Internalizing Symptoms

There were no significant differences between males and females on any of CBCL measures of internalizing (internalizing scale: t(108) = 1.78, p =  0.08; anxious-depressed subscale: t(108) = 1.63, p =  0.10; somatic complaints subscale: t(108) = 1.68, p =  0.10; withdrawn-depressed subscale: t(108 = 0.73, p =  0.46; see Table 1)). None of the CBCL measures correlated with age or with the PDS. 84 participants (76% of the sample) were reported by parents as exhibiting some internalizing symptoms.
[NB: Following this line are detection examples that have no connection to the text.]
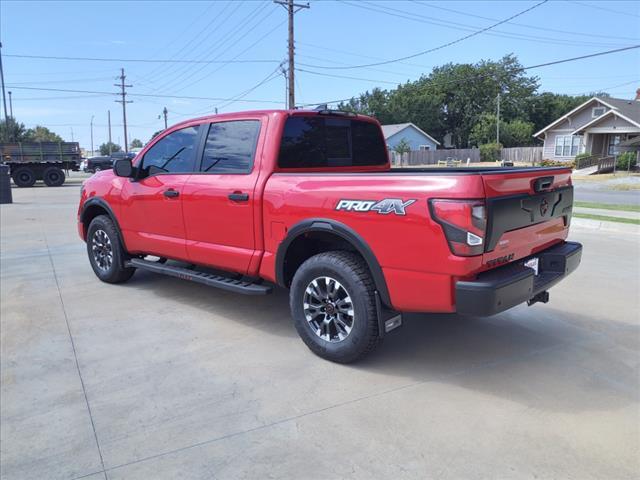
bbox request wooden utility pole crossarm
[273,0,309,110]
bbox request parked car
[83,152,135,173]
[0,142,81,188]
[78,110,582,363]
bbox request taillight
[429,199,487,257]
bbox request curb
[571,217,640,235]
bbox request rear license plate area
[524,257,540,275]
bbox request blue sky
[0,0,640,148]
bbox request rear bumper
[456,242,582,316]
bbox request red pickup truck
[78,110,582,363]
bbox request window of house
[278,115,388,168]
[607,135,621,155]
[555,135,582,157]
[141,125,199,176]
[200,120,260,174]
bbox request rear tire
[87,215,136,283]
[289,251,381,363]
[42,167,65,187]
[11,167,36,188]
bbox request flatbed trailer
[0,142,82,187]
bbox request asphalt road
[574,182,640,205]
[0,185,640,480]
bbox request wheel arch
[80,197,127,251]
[275,218,392,307]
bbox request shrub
[616,152,637,170]
[540,158,576,168]
[480,142,502,162]
[574,153,593,171]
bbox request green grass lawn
[573,202,640,212]
[573,212,640,225]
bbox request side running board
[126,258,272,295]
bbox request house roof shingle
[382,122,440,145]
[533,97,640,137]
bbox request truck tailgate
[482,168,573,269]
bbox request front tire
[11,167,36,188]
[289,251,381,363]
[42,167,65,187]
[87,215,136,283]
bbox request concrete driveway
[0,185,640,480]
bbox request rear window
[278,116,387,168]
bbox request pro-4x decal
[336,198,415,215]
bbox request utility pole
[273,0,309,110]
[496,92,500,143]
[280,62,289,108]
[114,68,133,153]
[107,110,113,156]
[89,115,94,156]
[0,42,9,127]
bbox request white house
[382,123,440,150]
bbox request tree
[393,138,411,155]
[0,117,27,143]
[23,125,64,142]
[100,142,122,155]
[339,55,538,148]
[469,113,535,147]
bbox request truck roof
[169,109,379,128]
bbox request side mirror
[113,158,133,178]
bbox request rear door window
[278,115,387,168]
[200,120,260,174]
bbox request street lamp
[91,115,95,156]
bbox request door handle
[229,192,249,202]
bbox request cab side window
[142,125,199,176]
[200,120,260,175]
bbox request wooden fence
[389,147,542,167]
[500,147,542,165]
[389,148,480,167]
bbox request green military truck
[0,142,82,187]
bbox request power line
[301,45,640,107]
[340,0,621,47]
[3,54,279,65]
[5,77,113,85]
[156,4,273,91]
[296,64,402,85]
[137,1,243,87]
[300,0,549,70]
[410,0,638,42]
[139,1,219,74]
[7,85,282,104]
[218,62,284,110]
[358,0,638,47]
[572,0,640,18]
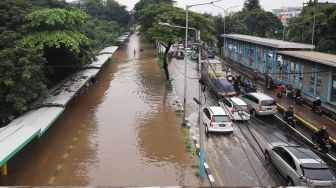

We also evaluated whether any participant was an outlier on the CBCL measures, as defined as at least two standard deviations above the group average. Six participants were considered outliers across one or more scale (i.e., outliers on the anxious-depressed and somatic complaints subscales), 1 on only the somatic subscale, 1 on only the anxious-depressed subscale, and 4 on only the withdrawn-depressed subscale. All of these participants were included in our sample as our main study question of interest was to understand how a continuous range of symptoms would impact connectivity patterns. However, we ensured that all reported connectivity findings remained significant when behavioral outliers were removed.

Lastly, to ensure that observed sex differences in connectivity did not merely reflect sex differences in internalizing symptoms, we more closely matched the groups (all ps > 0.3) by removing females with the highest reported symptoms and males with the lowest reported symptoms (2 males and 2 females for the anxious-depressed and somatic complaints subscales, 3 males and 3 females for the internalizing scale). All reported between-group effects remained significant after excluding these participants.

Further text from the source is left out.